Wow I've thought I had all the cyprus rentals websites bookmarked but I'd never seen that one before, 
they have tons of reeeeally nice studio apartments WITH INTERNET CONNECTION (I was ready to give up that requirement)  (some even have gym niiiice!)
But... when it says €200 "price" (that's all it says, not "pcm" or "per month") I assume like you said it's probably weekly rate not monthly 
But that's where you are saying that during winter "price per week" turns into "price per month" and that sounds good, only problem is it sounds too good!

So do you mean that when I enquire about it they will point me to the cheapest months and give me that price, or do you mean they will say "per week" and I have to be smart and haggel and hope they are desperate enough to accept?


----------



## RonJeremy (Sep 17, 2009)

I've sent an enquiry now so should be interesting to see what they say  but I don't have my hopes up because it sure does sound too good to be true.


----------



## deks36 (May 31, 2009)

not of direct help to you but in the past on old threads I have read that some agents dont bother getting back to emails seems they are not really interested unless you are their and ready to move in, may be different now times are harder but may explain why you are not getting replies,another option maybe you could find a good cheap hotel that will offer you a good deal while you search for rental 
good luck


----------



## RonJeremy (Sep 17, 2009)

@deks: Yeah maybe that's it, in my case I belive I need to see the place with my own eyes anyway before signing anything so I think I'm more or less forced to go there in person while living in hotel, 

however if I were to do that I need to known that there will be good options when I get there, and so far that does not seem to be the case, the only 2 long-term studio apartments I found the agent can't get in touch with the owner (a bad sign) and these new studio apartments that Voltron showed me I obviously need to verify first that a 200 euro apartment per week actually will be 200 euro per month (which I'm suspicious of).


----------



## Veronica (Apr 5, 2008)

RonJeremy said:


> @deks: Yeah maybe that's it, in my case I belive I need to see the place with my own eyes anyway before signing anything so I think I'm more or less forced to go there in person while living in hotel,
> 
> however if I were to do that I need to known that there will be good options when I get there, and so far that does not seem to be the case, the only 2 long-term studio apartments I found the agent can't get in touch with the owner (a bad sign) and these new studio apartments that Voltron showed me I obviously need to verify first that a 200 euro apartment per week actually will be 200 euro per month (which I'm suspicious of).


Why don't you book a holiday apartment for a week and then look when you get here.?
It is definitely better to be here when you are looking.
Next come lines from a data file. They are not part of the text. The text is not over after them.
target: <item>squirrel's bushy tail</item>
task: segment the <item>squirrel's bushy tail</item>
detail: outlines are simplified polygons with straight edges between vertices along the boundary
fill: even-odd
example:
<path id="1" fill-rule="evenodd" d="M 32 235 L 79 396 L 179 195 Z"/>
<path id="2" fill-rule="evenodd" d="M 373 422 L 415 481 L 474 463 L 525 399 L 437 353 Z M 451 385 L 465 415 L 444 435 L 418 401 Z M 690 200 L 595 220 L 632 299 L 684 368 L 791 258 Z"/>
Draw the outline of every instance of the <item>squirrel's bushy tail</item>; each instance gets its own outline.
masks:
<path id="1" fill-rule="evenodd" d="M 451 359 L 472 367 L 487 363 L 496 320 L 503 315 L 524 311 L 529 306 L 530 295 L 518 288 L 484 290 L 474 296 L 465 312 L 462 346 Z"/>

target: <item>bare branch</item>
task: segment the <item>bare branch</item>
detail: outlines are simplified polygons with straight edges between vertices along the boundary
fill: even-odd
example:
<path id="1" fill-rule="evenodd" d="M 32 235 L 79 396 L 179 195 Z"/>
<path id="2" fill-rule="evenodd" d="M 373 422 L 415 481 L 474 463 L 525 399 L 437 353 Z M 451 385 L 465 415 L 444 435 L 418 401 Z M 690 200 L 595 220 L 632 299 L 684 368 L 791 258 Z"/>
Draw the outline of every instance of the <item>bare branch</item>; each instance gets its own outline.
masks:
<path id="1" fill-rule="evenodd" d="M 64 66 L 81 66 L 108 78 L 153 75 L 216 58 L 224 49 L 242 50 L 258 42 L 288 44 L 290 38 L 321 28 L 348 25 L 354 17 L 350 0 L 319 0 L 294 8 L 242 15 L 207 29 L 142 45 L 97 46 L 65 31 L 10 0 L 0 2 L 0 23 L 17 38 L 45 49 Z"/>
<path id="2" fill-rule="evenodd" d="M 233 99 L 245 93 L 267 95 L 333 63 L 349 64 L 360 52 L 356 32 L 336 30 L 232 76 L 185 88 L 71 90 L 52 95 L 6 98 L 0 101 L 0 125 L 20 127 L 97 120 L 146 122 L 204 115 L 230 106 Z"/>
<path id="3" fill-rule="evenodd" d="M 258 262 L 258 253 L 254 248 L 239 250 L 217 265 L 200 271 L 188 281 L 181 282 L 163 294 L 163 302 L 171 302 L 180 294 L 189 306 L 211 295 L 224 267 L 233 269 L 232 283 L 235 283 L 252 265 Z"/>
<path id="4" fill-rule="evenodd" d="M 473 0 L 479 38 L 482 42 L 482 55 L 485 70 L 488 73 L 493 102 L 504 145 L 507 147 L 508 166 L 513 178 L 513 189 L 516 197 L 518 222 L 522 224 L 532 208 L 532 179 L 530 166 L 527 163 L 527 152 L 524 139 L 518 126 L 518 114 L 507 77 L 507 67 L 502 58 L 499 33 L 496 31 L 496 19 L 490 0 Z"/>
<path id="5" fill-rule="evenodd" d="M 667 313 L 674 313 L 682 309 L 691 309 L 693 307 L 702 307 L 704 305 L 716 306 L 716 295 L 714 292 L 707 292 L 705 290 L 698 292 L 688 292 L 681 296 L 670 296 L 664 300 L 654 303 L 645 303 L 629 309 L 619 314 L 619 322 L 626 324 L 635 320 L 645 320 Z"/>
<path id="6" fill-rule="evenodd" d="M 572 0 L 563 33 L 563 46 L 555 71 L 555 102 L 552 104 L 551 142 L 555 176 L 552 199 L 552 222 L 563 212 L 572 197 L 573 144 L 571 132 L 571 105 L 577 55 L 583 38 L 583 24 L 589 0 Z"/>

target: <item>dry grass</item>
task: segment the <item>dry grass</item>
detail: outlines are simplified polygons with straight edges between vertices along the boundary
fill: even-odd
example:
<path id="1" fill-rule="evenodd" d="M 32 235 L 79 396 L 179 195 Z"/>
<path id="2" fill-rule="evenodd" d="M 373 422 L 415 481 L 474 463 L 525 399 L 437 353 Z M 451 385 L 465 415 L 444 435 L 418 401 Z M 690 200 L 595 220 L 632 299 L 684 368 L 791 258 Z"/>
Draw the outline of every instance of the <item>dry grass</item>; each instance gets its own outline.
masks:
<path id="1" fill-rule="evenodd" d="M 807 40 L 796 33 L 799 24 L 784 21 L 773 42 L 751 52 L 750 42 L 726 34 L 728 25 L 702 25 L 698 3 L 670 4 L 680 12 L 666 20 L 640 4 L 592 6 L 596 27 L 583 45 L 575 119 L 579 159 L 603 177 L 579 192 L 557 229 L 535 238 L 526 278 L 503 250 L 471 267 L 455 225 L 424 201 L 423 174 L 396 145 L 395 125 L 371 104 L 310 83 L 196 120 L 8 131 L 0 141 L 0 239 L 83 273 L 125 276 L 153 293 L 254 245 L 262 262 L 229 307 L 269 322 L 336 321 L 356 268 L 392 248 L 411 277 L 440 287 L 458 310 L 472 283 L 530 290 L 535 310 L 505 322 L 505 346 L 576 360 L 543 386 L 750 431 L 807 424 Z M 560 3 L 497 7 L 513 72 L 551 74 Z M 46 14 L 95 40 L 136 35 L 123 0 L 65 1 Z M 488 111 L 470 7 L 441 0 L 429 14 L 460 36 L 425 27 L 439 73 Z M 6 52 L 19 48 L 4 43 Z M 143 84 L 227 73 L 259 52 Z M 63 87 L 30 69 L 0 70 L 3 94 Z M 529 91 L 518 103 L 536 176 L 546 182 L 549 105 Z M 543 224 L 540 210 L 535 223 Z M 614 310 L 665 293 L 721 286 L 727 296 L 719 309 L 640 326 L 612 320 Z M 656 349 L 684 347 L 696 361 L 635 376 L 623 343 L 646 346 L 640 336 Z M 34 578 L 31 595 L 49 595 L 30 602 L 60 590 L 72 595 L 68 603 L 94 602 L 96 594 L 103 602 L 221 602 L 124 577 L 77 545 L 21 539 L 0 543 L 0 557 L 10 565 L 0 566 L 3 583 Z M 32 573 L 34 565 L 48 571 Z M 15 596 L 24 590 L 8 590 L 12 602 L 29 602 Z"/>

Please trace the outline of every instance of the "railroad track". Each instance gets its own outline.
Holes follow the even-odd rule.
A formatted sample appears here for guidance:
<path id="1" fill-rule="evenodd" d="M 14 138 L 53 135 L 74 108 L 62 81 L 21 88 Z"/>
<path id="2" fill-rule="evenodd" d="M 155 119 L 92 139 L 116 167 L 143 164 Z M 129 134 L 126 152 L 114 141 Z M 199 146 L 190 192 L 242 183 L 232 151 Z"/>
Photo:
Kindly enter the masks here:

One of the problems is that so many agents have had nightmares with single people in rentals and will be reluctant to rent without actually meeting you.
Book a holiday let for a week and then get out there in person to find something.


----------



## RonJeremy (Sep 17, 2009)

And also that's exactly why I'm asking this question because if I'm going to go there just so I can find an apartment then it might be very relevant which month I come in, if it is like I suspect that during October the tourist season is still going on I would really wish I had come there the next month instead.

Or alternatively if 30th September makes little difference from 30th October (1 month later) then I might actually skip traveling to my swedish parents instead because I just found out there are no flights from sweden to Cyprus (I would have to fly to UK and then to Cyprus).


----------



## RonJeremy (Sep 17, 2009)

@Veronica: yes exactly but that's why I'm asking will there be 50% more apartments availible (and easier to get winter deals) if I come (on that 1 week vacation) on 1st of November instead of 1st of October?


----------



## Veronica (Apr 5, 2008)

RonJeremy said:


> And also that's exactly why I'm asking this question because if I'm going to go there just so I can find an apartment then it might be very relevant which month I come in, if it is like I suspect that during October the tourist season is still going on I would really wish I had come there the next month instead.
> 
> Or alternatively if 30th September makes little difference from 30th October (1 month later) then I might actually skip traveling to my swedish parents instead because I just found out there are no flights from sweden to Cyprus (I would have to fly to UK and then to Cyprus).


Holiday lets will already be tailing off by the end of September, in fact to be honest I would think that many will have been empty for most of the season anyway as there are not as many holiday makers here as in the past.
You should be able to get a long term let from the end of September.


----------



## voltron (Aug 19, 2010)

yo,

just give ksl a call and im sure they will sort you out.. i got offered many 3 bed detached villas for 500 pcm out of season (was weekly rate in summer) so for a studio 200-300 seems fine!

good luck man and im sure you will be fine!


----------



## RonJeremy (Sep 17, 2009)

@Voltron: Awesome, well I have written an email enquiry to them so I'll see first if they answer it on monday/tuesday then maybe I'll call, and if it seems they do have those kinds of offer then I'll travel there for a week for find stuff.

I don't suppose anyone knows how fast the paperwork usually goes? I mean if at day 2 I would find a place I like would it be like in the UK that I have to sign up for it and then wait 3 weeks for keys (which would be too expensive to have a hotel room 3 weeks) or would I get the keys like after a couple of days?

@Veronica: Ah ok so by october it's already almost over.


----------



## voltron (Aug 19, 2010)

things are easier here.. if you like it and hand over the cash its yours! ovbiously you still have to sign stuff but it should all be done same day.


----------



## RonJeremy (Sep 17, 2009)

nice! thanks


----------